Ausgerechnet Moskau präsentiert sich als wohlwollender Garant der deutschen Einheit. Verschwiegen wird dabei, dass die DDR jahrzehntelang keine souveräne Republik, sondern eine sowjetische Satellitenverwaltung war: mit Besatzungstruppen, außenpolitischer Steuerung durch den Kreml und umfassender Kontrolle durch das SED-Regime unter sowjetischem Einfluss.

Ein Blick auf den 17. Juni 1953 zeigt, wie „eigenständig“ die DDR wirklich war:
Rund eine Million Menschen in Ost-Berlin und mehr als 700 Orten demonstrierten gegen Normenerhöhungen, Unterdrückung und fehlende politische Freiheiten. Ihre Forderungen: freie Wahlen, bessere Lebensbedingungen, politische Mitsprache.

Die Antwort der Sowjetunion: Panzer und Schüsse.
Der Volksaufstand wurde mit Gewalt niedergeschlagen, mindestens 55 Menschen wurden getötet, Tausende verhaftet, viele landeten in Speziallagern oder vor Schauprozessen.


📊 Sowjetische Besatzungspolitik: Fakten statt Romantik

Zwischen 1945 und 1950 betrieb der sowjetische Geheimdienst NKWD in der Besatzungszone ein System von Speziallagern, in denen rund 122.000 Menschen interniert wurden, viele ohne Verfahren. Etwa 43.000 kamen ums Leben.

Zugleich wurden Industrieanlagen im Wert von über 15 Milliarden Reichsmark demontiert und in die Sowjetunion gebracht. Der Uranabbau in Sachsen und Thüringen unter Zwangsbedingungen diente dem sowjetischen Atomprogramm.

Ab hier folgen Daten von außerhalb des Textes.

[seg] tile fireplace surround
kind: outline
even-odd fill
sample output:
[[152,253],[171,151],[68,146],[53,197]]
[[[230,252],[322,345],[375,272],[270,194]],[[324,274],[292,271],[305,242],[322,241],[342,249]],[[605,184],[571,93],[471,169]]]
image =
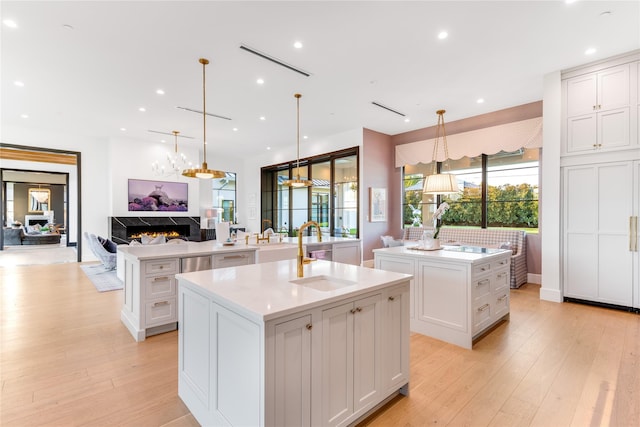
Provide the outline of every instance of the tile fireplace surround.
[[131,229],[136,232],[149,231],[178,231],[181,238],[190,241],[200,241],[200,218],[191,216],[172,217],[133,217],[112,216],[109,217],[110,239],[116,244],[126,244],[133,240]]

Das war keine „prinzipienfeste Haltung“, sondern knallharte Ausplünderung eines besiegten Landes.


Aktueller Kontext: Souveränität als rhetorische Waffe

Sacharowa wirft Deutschland mangelnde Eigenständigkeit vor – ein bemerkenswerter Vorwurf aus dem Munde eines Staates, der heute:

  • einen Angriffskrieg gegen ein Nachbarland führt,
  • Grenzen mit Gewalt verschiebt,
  • Oppositionelle verfolgt,
  • Medien zensiert,
  • und Länder destabilisiert, die sich seinem Einfluss entziehen.

„Mangelnde Souveränität“ meint hier: Deutschland folgt nicht mehr Moskaus Linie – und das kränkt.


🇩🇪 Wiedervereinigung: Licht und Schatten

Die deutsche Einheit war kein Märchen, aber ein historischer Glücksfall:
Millionen Menschen erhielten Zugang zu Freiheit, Demokratie, Reisefreiheit und politischer Teilhabe. Möglich wurde dies durch den Mut der Bürgerinnen und Bürger in der DDR, durch diplomatisches Geschick – und den Zerfall des sowjetischen Systems.

Die Kehrseite:

  • Wirtschaftlicher Strukturbruch: rund 3,5 Mio. verlorene Industriearbeitsplätze bis Mitte der 1990er.
  • Treuhandanstalt: Privatisierungen oft radikal, teils fehlerhaft.
  • Abwanderung: 4,5 Mio. Menschen verließen Ostdeutschland, v. a. junge, gut ausgebildete.
  • Einkommensgefälle: Unterschiede bestehen fort.

Dem stehen über 2 Billionen Euro an Transfers, Infrastrukturmaßnahmen und Sozialleistungen gegenüber, die ostdeutsche Regionen nachhaltig modernisierten.

Das war Transformation, kein Kolonialismus.


🚫 Klare Haltung gegenüber Moskau

Deutschland hat genug eigene Geschichte, Widersprüche und Debatten – dafür braucht es keine Geschichtsvorlesungen aus Moskau.

Ein Staat, der Panzer gegen friedlich demonstrierende Menschen in der DDR einsetzte, Jahrzehnte lang ein Land besetzt hielt und heute völkerrechtswidrig Krieg führt, ist nicht in der Position, Europa Belehrungen zu erteilen.

Deutschlands Souveränität gründet heute nicht auf Unterordnung, sondern auf einem starken, freien Europa: auf dem engen, vertrauensvollen Zusammenwirken mit unseren Nachbarn in Frankreich, den Benelux-Staaten, Skandinavien, Polen und Tschechien.
In dieser Gemeinschaft unter Freunden liegen Unabhängigkeit, Sicherheit und Zukunftsfähigkeit – nicht in der Anlehnung an autoritäre Regime.


🎉 Ein Hoch auf die Einheit – und auf Europa

Am 3. Oktober feiern wir keinen perfekten, aber unseren eigenen Weg:
Den Mut der Menschen von 1989. Den friedlichen Umbruch. Die Rückkehr zur Demokratie.

Ein Hoch auf Freiheit, Demokratie, die Deutsche Einheit – und auf Europa. 🇩🇪🇪🇺
Selbstbestimmt. Gemeinsam. Zukunftsgerichtet.